Fight of the Century: Will Obama Limit Gun Access?

President Obama is announcing the biggest restriction on gun access of the last quarter of a century.

A month after the tragedy in the elementary school in Newtown, President Barack Obama, surrounded by children, presented a set of means that are supposed to put an end to shootings in the country. He highlighted the fact that 900 people were killed in America by guns this month. Consequently, the automatic firearm is to be banned, the capacity of cartridges reduced and, above all, a common evaluation of the psychological predispositions gun purchasers will be implemented in the country. Though standards of this kind seem obvious and in accordance with common sense to us in Europe, the powerful shooting lobby, the NRA, has vowed decisive opposition, warning that it’s ready for “the fight of the century.”

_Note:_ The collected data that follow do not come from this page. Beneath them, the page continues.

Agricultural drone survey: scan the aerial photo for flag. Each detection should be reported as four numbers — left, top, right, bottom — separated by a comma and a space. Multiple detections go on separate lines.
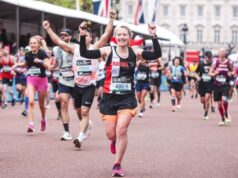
151, 0, 159, 23
93, 0, 112, 17
134, 0, 145, 25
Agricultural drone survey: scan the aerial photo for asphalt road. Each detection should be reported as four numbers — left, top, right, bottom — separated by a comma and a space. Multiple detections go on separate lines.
0, 92, 238, 178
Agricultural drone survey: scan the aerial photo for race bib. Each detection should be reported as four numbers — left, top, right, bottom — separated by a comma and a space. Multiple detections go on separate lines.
3, 66, 11, 72
137, 72, 147, 80
76, 60, 92, 75
60, 67, 74, 81
202, 74, 211, 82
46, 70, 52, 77
216, 75, 226, 83
111, 83, 131, 91
151, 71, 159, 78
27, 67, 41, 76
52, 71, 59, 79
230, 80, 235, 86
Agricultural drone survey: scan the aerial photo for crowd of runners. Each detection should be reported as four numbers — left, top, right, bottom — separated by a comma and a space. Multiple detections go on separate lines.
0, 11, 237, 177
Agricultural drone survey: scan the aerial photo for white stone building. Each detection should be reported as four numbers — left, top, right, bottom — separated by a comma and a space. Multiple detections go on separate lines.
118, 0, 238, 53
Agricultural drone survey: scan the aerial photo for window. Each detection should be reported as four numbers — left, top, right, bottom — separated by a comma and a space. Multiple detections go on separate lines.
197, 29, 203, 43
233, 6, 238, 17
163, 5, 169, 16
214, 29, 220, 43
180, 5, 186, 17
232, 30, 238, 44
197, 5, 203, 17
214, 5, 221, 17
128, 4, 133, 16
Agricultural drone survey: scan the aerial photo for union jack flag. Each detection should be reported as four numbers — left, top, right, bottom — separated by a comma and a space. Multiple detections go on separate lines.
151, 0, 159, 23
93, 0, 112, 17
134, 0, 145, 25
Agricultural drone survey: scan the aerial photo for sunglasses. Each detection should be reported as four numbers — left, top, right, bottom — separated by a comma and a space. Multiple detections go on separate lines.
60, 33, 69, 37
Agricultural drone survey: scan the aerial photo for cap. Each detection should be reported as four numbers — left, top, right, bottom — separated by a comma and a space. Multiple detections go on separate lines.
205, 51, 212, 58
61, 28, 72, 36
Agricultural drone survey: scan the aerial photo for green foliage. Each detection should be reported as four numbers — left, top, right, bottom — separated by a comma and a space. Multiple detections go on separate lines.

In fact, there is no theatrical exaggeration in the expression “fight of the century,” because the NRA is deaf to all arguments, including this one: As it was calculated some time ago, that the number of people killed as a result of murders, suicides and accidents in the U.S. is 12 times higher than in the 25 other highly developed countries altogether!

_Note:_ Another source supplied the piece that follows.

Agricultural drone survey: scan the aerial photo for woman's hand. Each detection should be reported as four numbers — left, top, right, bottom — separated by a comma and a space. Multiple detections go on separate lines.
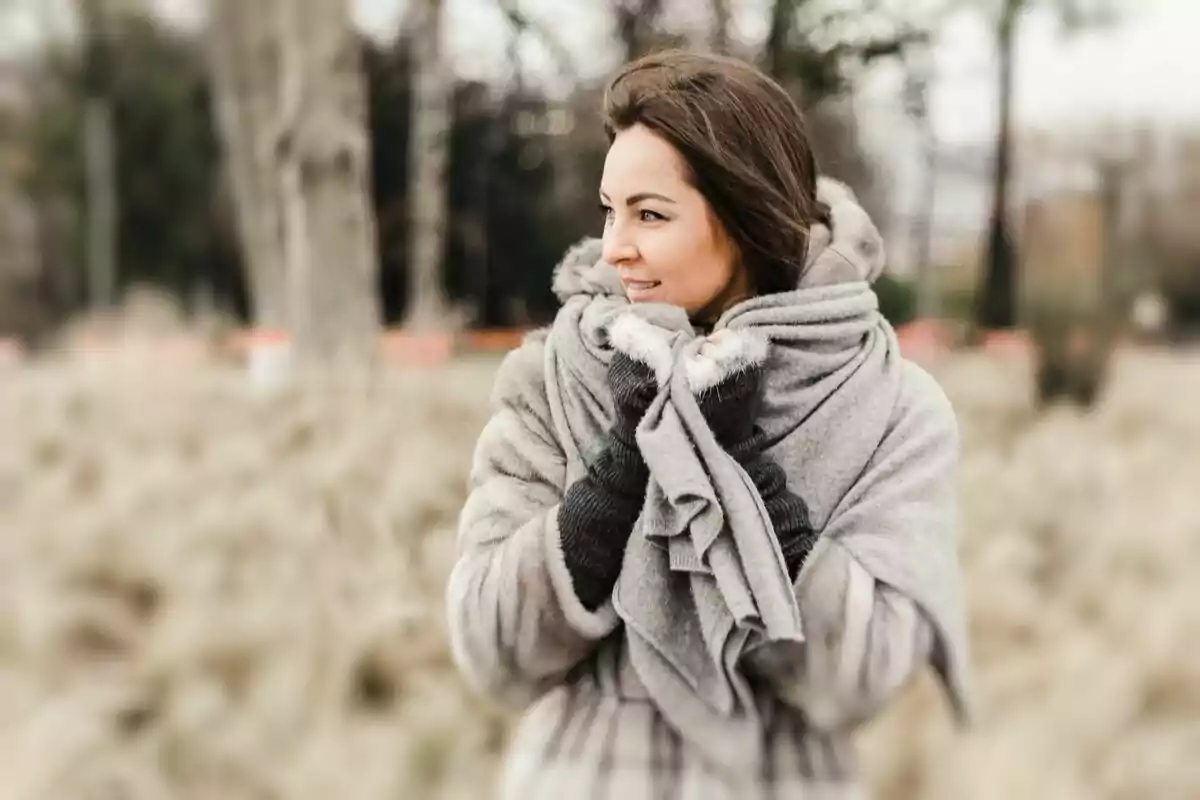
556, 351, 659, 612
693, 334, 817, 580
693, 337, 765, 450
607, 350, 659, 448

How can it be explained? Americans who are attached to the gun believe that this is their constitutional right and that it is of the same rank as freedom of speech. Indeed, the Second Amendment to the Constitution gives people the right to possess and carry a gun — but only in the context of organized, civil militia. The “shooters” believe that this is the individual’s right. It’s difficult to discuss. Secondly, honest and decent citizens will follow the bans, but not those who are part of the underworld, where one acquires guns without any hindrance and nobody asks for permission. As a result, those honest and decent citizens will be even more defenseless against the criminals.

Who knows; perhaps it is the culture of violence that is most dangerous of all. It’s telling that for years a lobby in Congress has obstructed academic research into the supposed connections between real-life violence and the violence shown on TV and in video games. Obama is going to support such research. It was about 10 years ago that respected psychologist, Ewa Woydyllo, anxious about the common and open celebration of violence in the mass media, proposed a brainstorm among social authorities, politicians, educators and artists as well as a three-year moratorium on showing violence. It’s difficult to negate the positive result that such an experiment would have. Nobody responded to this appeal. I’m afraid that Obama won’t be more successful.